Extracting Text
You can extract text from a PDF file using the pdf_text
function. This function returns a character vector of equal length to the number of pages in the PDF file.
## Using poppler version 22.02.0
file <- system.file("examples", "recipes.pdf", package = "cpp11poppler")
text <- pdf_text(file)
cat(text[1])
## Traditional Recipes
## jewishfoodsociety.org
##
##
##
## Kreplach
##
## Yield
##
## 90 dumplings
##
##
## Ingredients
##
## For the filling:
##
## • 6 tablespoons canola oil
## • 1 small chicken breast (about 5 ounces; ½ cup chopped), cut into ½-inch pieces
## • 3 chicken livers (about 3 ounces; ¼ cup chopped), cut into ½-inch pieces
## • ½ teaspoon kosher salt, plus more to taste
## • 3 medium onions, roughly chopped
## • 1 egg, lightly beaten, divided
## • ½ teaspoon freshly ground black pepper
##
## For the dough:
##
## • 3½ cups all-purpose flour, sifted
## • 1 tablespoon salt
## • 1 egg, lightly beaten
## • 1 cup lukewarm water
## • Canola oil, for drizzling
##
## For serving:
##
## • Chicken soup
## • Fried onions
##
##
##
##
## 1
Extracting Metadata
You can extract metadata from a PDF file using the pdf_info
function.
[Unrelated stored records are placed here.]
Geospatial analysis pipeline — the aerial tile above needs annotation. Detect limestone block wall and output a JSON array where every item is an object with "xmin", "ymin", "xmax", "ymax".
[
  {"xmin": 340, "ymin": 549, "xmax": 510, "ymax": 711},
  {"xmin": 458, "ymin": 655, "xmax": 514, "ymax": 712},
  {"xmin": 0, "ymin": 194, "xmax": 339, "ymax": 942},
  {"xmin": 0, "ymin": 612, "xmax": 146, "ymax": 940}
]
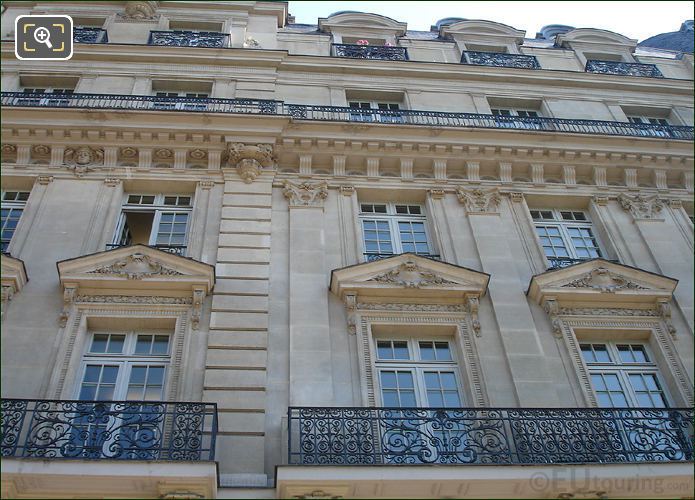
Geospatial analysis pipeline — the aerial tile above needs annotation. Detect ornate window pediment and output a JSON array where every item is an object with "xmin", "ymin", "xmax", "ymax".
[
  {"xmin": 528, "ymin": 259, "xmax": 678, "ymax": 309},
  {"xmin": 319, "ymin": 11, "xmax": 407, "ymax": 36},
  {"xmin": 0, "ymin": 254, "xmax": 29, "ymax": 316},
  {"xmin": 555, "ymin": 28, "xmax": 637, "ymax": 52},
  {"xmin": 57, "ymin": 245, "xmax": 215, "ymax": 329},
  {"xmin": 439, "ymin": 20, "xmax": 526, "ymax": 45},
  {"xmin": 331, "ymin": 253, "xmax": 490, "ymax": 303}
]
This function returns a list with metadata information.
pdf_info(file)
## $version
## [1] "1.5"
##
## $pages
## [1] 4
##
## $encrypted
## [1] FALSE
##
## $linearized
## [1] FALSE
##
## $keys
## $keys$Creator
## [1] "LaTeX via pandoc"
##
## $keys$Title
## [1] "Traditional Recipes"
##
## $keys$Author
## [1] "jewishfoodsociety.org"
##
## $keys$Producer
## [1] "xdvipdfmx (20240407)"
##
##
## $created
## [1] 1733797917
##
## $modified
## [1] -1
##
## $metadata
## integer(0)
##
## $locked
## [1] FALSE
##
## $attachments
## [1] FALSE
##
## $layout
## [1] "no_layout"
Extracting Fonts
You can extract font information from a PDF file using the pdf_fonts
function. This function returns a data frame with font information.
pdf_fonts(file)
## name type embedded file
## 1 CONQID+LMSans10-Bold-Identity-H cid_type0c TRUE
## 2 LUAZIR+LMRoman12-Regular-Identity-H cid_type0c TRUE
## 3 CTWPJX+LMRoman10-Regular-Identity-H cid_type0c TRUE
## 4 PXMFVJ+LMRoman10-Bold-Identity-H cid_type0c TRUE
Extracting Attachments
You can extract attachments from a PDF file using the pdf_attachments
function. This function returns a list with attachment information.
pdf_attachments(file)
## list()
Rendering Pages
You can render a PDF page to a bitmap array using the pdf_render_page
function. This function returns a bitmap array that can be further processed in R.
page1 <- pdf_render_page(file, page = 1, dpi = 300)
png::writePNG(page1, "page1.png")
Converting Pages to Images
You can convert PDF pages to images using the pdf_convert
function. This function saves the rendered pages as image files.
pdf_convert(file, format = "png", pages = 1:2, dpi = 300, verbose = FALSE)